US: One dead as monstrous Hurricane Michael tears into Florida
Hurricane Michael claimed its first life after roaring ashore in Florida, flooding homes and streets and toppling trees and power lines in the Gulf of Mexico beachfront area where it made landfall as a raging Category 4 storm. Officials said Michael, packing winds of 155 miles/hour, was the most powerful storm to hit the State's Northern Panhandle area in more than a century.
Michael had weakened to Category 1, with maximum winds of 90mph as of 8:00pm Eastern Time (local time), but it still left as an extremely dangerous storm. Pictures and video from Mexico Beach, a community of about 1,000 people where Michael made landfall around 1:00pm Eastern Time, showed devastation scenes, with houses floating in flooded streets, some ripped from their foundations and missing roofs.
Briefing US President Donald Trump at White House, Federal Emergency Management Agency (FEMA) Chief Brock Long said Michael was the most intense hurricane to strike Florida Panhandle since 1851. "Water will come miles inshore and could easily rise over the roofs of houses," Long said.
At a rally in Pennsylvania yesterday night, Trump offered his "thoughts and prayers" to the victims and said he would be visiting Florida soon. "I just want to wish them all the best. Godspeed," Trump said. Hundreds of thousands of people were ordered to evacuate their homes and the Governor told residents who had not done so to "hunker down and be careful."
Ken Graham, Director of the Miami-based National Hurricane Center, said Michael is "unfortunately, a historical and incredibly dangerous and life-threatening situation." Olivia Smith, Public Information Officer (PIO) for the Gadsden County Board of County Commissioners, said the situation was dangerous even for emergency personnel. "We have been very cautious with sending our first responders out right now," the PIO said.
Smith said there was "one hurricane-related fatality," adding that the incident was "debris-related. There was a tree involved." However, she could not provide details of the victim. The death, in an area West of Florida Capital Tallahassee, was the first confirmed since Michael made landfall.

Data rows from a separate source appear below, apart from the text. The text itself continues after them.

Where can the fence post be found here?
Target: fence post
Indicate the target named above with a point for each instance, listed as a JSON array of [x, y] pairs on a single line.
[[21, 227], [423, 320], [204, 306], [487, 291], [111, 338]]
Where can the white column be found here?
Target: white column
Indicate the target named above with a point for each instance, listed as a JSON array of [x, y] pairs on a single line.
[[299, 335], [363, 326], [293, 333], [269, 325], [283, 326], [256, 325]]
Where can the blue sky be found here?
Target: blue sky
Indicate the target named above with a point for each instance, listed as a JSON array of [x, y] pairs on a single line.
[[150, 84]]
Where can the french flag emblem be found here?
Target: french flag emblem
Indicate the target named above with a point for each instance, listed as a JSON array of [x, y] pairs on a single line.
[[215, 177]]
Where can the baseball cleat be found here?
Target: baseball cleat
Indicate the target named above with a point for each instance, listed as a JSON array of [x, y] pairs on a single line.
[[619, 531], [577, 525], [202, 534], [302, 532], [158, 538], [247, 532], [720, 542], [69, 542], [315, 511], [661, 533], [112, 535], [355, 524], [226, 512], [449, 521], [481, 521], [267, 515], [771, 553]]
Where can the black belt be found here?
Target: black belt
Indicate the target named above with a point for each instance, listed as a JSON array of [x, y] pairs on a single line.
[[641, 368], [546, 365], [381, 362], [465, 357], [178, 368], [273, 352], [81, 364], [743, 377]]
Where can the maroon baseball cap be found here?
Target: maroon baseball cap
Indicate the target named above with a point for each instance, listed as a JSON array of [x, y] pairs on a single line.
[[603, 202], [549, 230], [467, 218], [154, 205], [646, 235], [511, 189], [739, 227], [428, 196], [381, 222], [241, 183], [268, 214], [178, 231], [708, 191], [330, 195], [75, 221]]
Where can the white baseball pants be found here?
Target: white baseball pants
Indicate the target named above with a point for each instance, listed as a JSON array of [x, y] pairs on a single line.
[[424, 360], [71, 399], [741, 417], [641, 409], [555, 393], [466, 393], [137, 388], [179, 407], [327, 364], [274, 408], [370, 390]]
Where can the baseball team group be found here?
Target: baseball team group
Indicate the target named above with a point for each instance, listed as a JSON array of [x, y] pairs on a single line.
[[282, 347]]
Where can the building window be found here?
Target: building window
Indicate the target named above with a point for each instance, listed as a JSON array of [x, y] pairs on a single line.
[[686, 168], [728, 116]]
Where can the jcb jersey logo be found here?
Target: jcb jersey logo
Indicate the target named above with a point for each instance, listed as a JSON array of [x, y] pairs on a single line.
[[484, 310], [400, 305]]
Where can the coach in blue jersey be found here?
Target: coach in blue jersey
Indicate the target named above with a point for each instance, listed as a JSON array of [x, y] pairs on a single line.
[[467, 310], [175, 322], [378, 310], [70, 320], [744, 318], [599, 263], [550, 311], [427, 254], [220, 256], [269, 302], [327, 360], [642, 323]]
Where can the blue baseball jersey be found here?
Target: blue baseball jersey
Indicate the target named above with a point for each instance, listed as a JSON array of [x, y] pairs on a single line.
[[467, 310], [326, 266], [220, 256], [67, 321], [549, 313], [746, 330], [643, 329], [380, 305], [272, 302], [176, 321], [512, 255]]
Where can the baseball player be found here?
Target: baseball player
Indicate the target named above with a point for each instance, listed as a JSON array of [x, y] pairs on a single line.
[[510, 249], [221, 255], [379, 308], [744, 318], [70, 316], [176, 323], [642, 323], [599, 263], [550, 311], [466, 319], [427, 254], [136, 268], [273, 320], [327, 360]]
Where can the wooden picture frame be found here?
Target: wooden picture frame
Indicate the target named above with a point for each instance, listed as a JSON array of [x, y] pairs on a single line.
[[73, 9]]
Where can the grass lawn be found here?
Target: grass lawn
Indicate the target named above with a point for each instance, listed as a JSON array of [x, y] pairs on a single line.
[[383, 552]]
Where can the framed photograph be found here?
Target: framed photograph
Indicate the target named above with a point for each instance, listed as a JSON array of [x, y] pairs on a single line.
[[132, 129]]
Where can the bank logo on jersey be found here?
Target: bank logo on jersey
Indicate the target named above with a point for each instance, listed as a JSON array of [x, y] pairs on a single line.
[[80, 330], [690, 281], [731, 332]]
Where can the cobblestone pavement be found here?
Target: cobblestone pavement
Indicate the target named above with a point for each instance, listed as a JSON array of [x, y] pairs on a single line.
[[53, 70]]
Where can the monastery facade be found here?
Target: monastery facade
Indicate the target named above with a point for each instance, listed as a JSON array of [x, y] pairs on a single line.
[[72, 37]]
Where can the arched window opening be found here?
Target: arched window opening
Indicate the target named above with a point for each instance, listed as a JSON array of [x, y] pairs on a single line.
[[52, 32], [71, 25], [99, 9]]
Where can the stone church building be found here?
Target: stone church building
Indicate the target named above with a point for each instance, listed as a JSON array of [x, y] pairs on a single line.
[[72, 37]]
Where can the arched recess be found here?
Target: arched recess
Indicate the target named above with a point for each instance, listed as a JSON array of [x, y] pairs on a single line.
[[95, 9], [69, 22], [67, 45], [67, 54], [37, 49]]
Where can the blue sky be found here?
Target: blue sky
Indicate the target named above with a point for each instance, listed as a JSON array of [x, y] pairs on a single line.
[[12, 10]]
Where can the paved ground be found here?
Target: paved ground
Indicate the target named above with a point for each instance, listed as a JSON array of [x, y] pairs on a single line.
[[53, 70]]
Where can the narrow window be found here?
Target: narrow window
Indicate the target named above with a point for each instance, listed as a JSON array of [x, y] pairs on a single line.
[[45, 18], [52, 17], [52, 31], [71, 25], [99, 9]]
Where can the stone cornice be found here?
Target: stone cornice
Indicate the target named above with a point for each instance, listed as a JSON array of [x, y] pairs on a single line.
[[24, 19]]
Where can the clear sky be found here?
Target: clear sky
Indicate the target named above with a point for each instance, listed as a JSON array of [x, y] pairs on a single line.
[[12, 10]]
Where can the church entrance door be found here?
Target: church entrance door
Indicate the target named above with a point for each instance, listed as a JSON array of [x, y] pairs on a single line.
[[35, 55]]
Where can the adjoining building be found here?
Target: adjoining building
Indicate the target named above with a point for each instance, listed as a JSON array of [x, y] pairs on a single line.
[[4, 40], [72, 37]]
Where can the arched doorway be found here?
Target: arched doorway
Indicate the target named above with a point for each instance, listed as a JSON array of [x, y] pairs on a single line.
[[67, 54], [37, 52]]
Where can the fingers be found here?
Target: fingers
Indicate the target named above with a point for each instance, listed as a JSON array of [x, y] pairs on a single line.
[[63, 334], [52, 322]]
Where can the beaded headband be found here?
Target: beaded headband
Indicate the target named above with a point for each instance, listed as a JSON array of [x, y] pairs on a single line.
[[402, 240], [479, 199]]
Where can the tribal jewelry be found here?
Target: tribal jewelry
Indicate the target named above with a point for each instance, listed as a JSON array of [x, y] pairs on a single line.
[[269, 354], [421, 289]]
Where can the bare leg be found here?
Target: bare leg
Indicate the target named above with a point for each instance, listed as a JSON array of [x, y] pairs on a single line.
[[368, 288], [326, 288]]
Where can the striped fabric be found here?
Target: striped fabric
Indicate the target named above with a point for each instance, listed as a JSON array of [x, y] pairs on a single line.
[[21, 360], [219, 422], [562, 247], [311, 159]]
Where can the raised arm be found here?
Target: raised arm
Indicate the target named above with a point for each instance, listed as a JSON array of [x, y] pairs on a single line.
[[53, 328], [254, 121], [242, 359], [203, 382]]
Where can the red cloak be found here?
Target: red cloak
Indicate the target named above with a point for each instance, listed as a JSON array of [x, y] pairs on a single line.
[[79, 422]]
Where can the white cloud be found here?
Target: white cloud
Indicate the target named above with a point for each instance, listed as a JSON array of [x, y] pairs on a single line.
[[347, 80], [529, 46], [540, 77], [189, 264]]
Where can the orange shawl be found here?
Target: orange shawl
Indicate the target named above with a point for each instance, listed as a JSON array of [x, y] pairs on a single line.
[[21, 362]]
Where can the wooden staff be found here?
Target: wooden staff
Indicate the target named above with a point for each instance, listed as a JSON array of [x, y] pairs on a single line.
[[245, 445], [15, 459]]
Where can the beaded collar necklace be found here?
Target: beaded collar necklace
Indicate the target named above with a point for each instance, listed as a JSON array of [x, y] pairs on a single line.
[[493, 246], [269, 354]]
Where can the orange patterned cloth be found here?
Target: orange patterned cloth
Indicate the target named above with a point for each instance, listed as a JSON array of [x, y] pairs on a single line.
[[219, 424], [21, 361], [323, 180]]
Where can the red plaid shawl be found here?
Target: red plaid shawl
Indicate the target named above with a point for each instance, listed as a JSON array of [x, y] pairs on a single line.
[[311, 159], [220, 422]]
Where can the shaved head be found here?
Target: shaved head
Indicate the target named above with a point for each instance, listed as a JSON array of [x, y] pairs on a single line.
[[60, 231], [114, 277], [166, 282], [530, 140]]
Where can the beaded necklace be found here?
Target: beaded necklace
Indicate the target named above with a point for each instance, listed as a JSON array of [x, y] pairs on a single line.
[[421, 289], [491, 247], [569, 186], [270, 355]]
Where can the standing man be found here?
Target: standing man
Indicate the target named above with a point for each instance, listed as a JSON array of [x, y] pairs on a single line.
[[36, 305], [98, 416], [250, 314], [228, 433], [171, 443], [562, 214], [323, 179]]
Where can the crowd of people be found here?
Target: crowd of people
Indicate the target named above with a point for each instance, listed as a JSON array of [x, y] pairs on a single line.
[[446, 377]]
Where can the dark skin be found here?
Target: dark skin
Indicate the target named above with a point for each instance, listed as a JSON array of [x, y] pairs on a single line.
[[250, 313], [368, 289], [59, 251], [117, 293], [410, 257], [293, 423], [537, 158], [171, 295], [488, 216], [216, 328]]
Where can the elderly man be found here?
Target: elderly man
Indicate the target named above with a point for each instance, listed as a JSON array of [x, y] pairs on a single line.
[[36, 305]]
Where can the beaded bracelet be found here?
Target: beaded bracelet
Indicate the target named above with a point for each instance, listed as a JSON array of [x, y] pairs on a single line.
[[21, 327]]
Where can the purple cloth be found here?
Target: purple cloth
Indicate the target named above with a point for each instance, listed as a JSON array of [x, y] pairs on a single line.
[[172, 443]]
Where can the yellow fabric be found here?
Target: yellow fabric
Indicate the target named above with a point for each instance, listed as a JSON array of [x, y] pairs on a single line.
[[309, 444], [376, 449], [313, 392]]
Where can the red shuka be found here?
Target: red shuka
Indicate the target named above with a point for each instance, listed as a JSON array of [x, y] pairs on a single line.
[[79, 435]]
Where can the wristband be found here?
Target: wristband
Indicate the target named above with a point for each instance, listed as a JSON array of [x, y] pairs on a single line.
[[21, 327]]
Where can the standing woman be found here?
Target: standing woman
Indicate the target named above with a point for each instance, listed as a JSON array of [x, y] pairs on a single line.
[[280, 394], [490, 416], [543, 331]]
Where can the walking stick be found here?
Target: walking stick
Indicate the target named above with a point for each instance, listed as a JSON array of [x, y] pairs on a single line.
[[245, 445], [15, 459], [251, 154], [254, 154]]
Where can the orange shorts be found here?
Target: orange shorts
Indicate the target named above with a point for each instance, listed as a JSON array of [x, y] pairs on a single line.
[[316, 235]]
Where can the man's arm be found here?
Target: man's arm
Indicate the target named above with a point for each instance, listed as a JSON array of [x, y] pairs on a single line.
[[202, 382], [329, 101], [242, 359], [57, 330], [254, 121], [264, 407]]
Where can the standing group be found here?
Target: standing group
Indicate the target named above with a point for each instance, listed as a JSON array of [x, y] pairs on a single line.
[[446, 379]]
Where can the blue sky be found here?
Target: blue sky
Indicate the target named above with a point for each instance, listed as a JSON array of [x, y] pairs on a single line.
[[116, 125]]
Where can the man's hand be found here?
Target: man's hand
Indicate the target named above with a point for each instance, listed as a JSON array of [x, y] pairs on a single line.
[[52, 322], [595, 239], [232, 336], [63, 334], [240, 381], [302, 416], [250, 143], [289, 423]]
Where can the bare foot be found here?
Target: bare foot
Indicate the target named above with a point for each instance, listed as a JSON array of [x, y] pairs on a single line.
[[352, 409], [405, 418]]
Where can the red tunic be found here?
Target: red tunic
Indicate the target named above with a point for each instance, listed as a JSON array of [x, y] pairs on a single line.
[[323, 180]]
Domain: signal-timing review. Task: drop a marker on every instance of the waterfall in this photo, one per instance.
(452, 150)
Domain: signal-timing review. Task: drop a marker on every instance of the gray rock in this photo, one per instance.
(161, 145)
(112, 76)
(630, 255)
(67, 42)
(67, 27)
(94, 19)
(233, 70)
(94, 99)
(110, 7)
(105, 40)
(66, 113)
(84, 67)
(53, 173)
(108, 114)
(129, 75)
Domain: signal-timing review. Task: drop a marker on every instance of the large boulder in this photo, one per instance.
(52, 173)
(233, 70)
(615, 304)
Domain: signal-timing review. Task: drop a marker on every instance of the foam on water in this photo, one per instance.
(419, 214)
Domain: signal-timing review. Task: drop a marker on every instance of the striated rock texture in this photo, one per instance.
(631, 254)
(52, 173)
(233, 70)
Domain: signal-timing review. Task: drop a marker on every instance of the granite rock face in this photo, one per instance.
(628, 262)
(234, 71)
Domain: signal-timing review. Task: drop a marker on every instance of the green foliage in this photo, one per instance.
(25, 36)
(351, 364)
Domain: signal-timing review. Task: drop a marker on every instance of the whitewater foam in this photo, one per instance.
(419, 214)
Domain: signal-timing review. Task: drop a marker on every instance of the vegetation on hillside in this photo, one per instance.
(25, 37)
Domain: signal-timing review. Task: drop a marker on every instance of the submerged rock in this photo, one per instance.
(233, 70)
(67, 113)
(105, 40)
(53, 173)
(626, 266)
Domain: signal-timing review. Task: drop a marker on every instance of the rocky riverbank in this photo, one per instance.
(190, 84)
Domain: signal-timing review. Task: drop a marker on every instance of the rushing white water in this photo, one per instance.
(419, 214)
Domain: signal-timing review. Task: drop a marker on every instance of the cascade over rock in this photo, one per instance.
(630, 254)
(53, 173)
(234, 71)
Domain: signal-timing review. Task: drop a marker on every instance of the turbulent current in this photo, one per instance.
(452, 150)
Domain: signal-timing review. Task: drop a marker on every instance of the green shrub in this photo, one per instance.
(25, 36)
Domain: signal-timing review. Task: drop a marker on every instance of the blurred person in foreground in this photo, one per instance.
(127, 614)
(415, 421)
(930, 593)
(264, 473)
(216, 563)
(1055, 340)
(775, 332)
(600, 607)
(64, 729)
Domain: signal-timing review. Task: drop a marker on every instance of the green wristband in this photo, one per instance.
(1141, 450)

General Terrence O'Shaughnessy, Commander of North American Aerospace Defense Command, said, "It (Hurricane Michael) really started as a tropical storm, and then it went to Category 1, then it was Category 2 and before you know it, it was Category 4," O'Shaughnessy said. "Where that becomes a factor is with the evacuation of some of the local populations," he said.
Several hours after the hurricane made landfall, the eye of the storm had moved out of the Panhandle and was just west of Albany, Georgia, the NHC said. "Michael should weaken as it crosses the Southeastern United States through Thursday," the NHC said.
Long, the Head of FEMA, said many Florida buildings were not built to withstand a storm above the strength of a Category 3 hurricane on the five-level Saffir-Simpson Hurricane Wind Scale. An estimated 375,000 people in more than 20 counties were ordered to evacuate. "Do not risk your life, leave NOW if you're told to do so," National Weather Service office in Tallahassee.
Trump issued an emergency declaration for Florida, freeing up federal funds for relief operations and providing the assistance of FEMA, which has more than 3,000 people on the ground. Last year saw a string of catastrophic storms batter the Western Atlantic, including Irma, Maria, and Harvey, which caused a record-equaling $125 billion in damage when it flooded the Houston metropolitan area.